Dave Rusher: Shadow AI is the unauthorized use of AI tools of employees at a company as they try to support and do their day jobs. While we’re seeing that across all industries, there’s heightened concern when it comes to pharmaceutical organizations due to the nature of the information they may have.
That could be intellectual property about the drugs being produced or patient and clinical trial data, with respect to personal health. The concern is that employees using AI solutions outside of the scope of what their companies may have authorized may unintentionally be leaking that type of information into the public realm and serving as training data for public large-language models.
The challenge with unauthorized use is that employees don’t necessarily know what’s inbounds with data they should be sharing to produce legitimate findings. The gap comes in when the engines are left to make judgements of that, which can result in hallucinations.
This is the result of engines not having the full data set, which they won’t have in the full public realm. If employees are using those and that gap exists, it clouds the data. With private LLMs, there’s more comfort and confidence in providing observations and recommendations.

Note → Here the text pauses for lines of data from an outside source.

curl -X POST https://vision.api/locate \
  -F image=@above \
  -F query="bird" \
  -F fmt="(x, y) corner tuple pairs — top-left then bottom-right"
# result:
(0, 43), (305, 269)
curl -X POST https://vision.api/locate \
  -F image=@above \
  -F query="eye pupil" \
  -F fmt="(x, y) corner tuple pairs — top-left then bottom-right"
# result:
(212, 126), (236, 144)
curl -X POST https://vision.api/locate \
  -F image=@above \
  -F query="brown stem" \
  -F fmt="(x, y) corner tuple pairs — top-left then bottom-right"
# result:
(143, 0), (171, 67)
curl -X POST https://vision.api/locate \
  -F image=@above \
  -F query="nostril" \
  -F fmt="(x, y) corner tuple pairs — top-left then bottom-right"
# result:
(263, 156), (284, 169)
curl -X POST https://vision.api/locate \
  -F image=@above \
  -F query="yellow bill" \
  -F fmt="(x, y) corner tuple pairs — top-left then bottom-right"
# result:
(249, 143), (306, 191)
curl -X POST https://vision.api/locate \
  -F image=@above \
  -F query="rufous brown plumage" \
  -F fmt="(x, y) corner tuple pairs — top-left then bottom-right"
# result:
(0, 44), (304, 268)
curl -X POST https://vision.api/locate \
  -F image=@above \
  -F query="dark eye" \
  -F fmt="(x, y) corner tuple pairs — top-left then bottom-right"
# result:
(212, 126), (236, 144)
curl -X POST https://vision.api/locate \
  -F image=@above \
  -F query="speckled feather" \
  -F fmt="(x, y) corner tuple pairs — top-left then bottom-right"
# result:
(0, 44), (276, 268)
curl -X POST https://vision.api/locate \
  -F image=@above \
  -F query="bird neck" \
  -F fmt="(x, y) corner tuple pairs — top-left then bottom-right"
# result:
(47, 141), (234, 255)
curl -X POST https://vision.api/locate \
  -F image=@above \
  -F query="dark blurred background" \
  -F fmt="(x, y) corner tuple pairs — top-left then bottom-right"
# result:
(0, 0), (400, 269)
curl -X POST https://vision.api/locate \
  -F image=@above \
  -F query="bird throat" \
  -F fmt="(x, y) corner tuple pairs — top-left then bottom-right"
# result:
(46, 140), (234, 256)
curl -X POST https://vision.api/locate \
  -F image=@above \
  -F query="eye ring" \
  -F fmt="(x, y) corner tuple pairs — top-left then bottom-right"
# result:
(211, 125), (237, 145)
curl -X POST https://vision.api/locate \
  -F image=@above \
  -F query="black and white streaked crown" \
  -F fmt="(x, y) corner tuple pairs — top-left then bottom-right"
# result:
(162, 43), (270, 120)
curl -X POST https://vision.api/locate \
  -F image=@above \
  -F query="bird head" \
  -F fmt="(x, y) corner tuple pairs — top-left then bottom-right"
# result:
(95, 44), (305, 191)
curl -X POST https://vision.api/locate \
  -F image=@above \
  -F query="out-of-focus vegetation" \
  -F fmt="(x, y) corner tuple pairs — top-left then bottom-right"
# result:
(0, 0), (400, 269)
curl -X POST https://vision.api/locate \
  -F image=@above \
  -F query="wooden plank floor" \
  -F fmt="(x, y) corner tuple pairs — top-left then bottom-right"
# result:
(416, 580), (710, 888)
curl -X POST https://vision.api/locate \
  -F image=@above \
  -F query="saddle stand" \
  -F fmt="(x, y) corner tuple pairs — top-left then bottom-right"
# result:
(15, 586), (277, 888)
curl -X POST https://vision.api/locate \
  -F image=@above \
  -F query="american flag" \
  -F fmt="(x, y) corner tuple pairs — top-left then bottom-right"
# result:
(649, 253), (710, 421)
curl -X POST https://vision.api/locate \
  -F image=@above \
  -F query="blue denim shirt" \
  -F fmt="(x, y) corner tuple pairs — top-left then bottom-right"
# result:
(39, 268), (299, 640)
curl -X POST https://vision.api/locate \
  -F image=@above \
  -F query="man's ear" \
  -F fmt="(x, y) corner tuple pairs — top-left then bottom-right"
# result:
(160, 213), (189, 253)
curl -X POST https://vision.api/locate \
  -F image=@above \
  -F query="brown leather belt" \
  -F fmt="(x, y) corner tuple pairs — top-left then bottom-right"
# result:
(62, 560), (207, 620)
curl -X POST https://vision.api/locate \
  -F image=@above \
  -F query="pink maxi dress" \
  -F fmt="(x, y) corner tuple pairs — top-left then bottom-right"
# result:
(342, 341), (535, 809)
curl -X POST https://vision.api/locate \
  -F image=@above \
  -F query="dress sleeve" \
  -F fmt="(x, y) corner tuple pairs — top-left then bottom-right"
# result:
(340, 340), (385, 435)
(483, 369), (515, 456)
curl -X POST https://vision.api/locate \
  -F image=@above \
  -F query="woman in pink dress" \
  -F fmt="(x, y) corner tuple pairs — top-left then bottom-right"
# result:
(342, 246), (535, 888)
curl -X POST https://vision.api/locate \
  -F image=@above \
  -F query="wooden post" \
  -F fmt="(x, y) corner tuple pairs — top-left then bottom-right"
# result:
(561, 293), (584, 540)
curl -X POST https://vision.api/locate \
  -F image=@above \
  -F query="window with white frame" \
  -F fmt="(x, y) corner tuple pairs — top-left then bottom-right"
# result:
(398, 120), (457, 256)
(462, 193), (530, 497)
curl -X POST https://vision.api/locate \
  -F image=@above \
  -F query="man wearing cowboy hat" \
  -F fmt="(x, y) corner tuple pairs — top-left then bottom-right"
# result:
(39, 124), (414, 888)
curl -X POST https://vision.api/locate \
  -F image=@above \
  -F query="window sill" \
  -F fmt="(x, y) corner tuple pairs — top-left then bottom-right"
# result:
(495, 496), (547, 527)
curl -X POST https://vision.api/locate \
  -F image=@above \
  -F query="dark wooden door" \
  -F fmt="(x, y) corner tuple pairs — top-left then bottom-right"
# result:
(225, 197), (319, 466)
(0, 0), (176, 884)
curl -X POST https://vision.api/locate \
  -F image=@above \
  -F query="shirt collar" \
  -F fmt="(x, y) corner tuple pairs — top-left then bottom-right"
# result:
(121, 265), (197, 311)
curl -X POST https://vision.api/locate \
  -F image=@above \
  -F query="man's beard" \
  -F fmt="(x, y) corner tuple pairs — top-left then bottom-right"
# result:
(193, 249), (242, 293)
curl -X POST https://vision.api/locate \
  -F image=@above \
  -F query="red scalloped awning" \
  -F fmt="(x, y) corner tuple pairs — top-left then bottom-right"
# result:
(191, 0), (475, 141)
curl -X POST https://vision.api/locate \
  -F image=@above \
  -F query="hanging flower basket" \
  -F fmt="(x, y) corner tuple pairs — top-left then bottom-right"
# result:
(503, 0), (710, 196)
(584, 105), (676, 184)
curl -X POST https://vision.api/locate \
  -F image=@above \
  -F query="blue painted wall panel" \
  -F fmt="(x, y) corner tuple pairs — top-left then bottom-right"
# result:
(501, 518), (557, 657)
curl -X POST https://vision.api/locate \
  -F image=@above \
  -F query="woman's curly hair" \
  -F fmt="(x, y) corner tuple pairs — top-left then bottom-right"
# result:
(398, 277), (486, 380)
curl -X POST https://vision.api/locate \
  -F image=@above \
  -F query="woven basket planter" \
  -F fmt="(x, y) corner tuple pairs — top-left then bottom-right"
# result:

PE: Can broad LLMs and smaller, focused LLMs coexist?
Rusher: I think they’ll coalesce. It’s already happening where there’s very specific versions of certain LLMs for pharmaceutical research. They need a different type of processing, scrutiny, and control.
Those could continue to evolve, and companies could continue to provide private LLMs for each of these companies to use at their own discretion. I can see them evolving more in that direction to resolve the concerns over shadow AI.
Any new technology disruption has some risk, and companies need to know what that risk is and educate their employees on the dos and don’ts. They need the tools that are useful in doing their jobs better.
PE: What governance resets should pharma companies take in response to AI?
Rusher: We see that more heavily in certain regions than others. The notion of hard compliance or regulatory governance comes and goes in the United States. In Europe, there’s much more of a regulatory enforcement approach. There’s a lot more regulations coming out of the EU in various, different approaches.
I can see ongoing governance and regulatory guidance influencing AI. Certain industries, including pharmaceuticals, are more likely to see that type of thing happen. They’re heavily regulated industries due to the type of information they process and products they produce.